PALEMBANG, GLOBALPLANET - Guna mengatasi harga minyak goreng sawit, akhirnya pemerintah mengambil keputusan untuk meniadakan Kebijakan Domestic Market Obligation (DMO) dan Domestic Price Obligation (DPO), untuk minyak sawit mentah (CPO) dan produk turunannya.
Kebijakan itu diungkapkan Menteri Perdagangan, Muhammad Lutfi, akan menggantinya dengan menaikan Pungutan Eskpor, yang mana saat ini Bea Keluar (BK) untuk bulan Maret 2022 dikenakan US$ 200/ton, dan Pungutan Ekspor yang dikumpulkan Badan Pengelola Dana Perkebunan Kelapa Sawit (BPDPKS) sejumlah US$ 175/ton, totalnya US$ 375/ton.
“Kebijakan itu akan berlaku dalam 5 hari kedepan, tidak ada lagi DMO,” katanya saat melakukan pemantauan distribusi minyak goreng sawit di Pasar Senen, Jakarta Pusat, Kamis (17/3/2022).
Dilakukannya intensifikasi Pungutan Ekspor dan Bea Keluar bagi eksportir, kata Lutfi akan membuat pengusaha lebih tertarik menjual CPO ke dalam negeri. Tercatat Kemendag akan menaikan pungutan ekspor CPO sekitar US$ 300/ton, sehingga total Pungutan Ekspor dan BK menjadi US$ 675/ton, atau naik sekitar 80% dari kebijakan sebelumnya.
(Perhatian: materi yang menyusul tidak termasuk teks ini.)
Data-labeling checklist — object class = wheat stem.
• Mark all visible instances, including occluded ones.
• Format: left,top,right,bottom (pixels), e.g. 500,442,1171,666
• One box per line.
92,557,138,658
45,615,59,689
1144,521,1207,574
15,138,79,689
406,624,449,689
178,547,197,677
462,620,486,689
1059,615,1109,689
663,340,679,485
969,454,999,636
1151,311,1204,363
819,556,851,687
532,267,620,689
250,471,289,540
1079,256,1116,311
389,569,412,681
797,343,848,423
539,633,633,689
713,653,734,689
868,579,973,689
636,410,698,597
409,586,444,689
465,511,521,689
Kenaikan itu akan dialihkan untuk membiayai subsidi minyak goreng curah yang dipatok seharga Rp 14.000/liter melalui Badan Pengelola Perkebunan Kelapa Sawit (BPDPKS). Dengan begitu, pasokan minyak goreng sawit diharapkan bakal kembali lancar mengalir ke pasar tradisional dan ritel modern. Pasalnya HET sudah dicabut di tengah melonjaknya harga CPO di pasar global.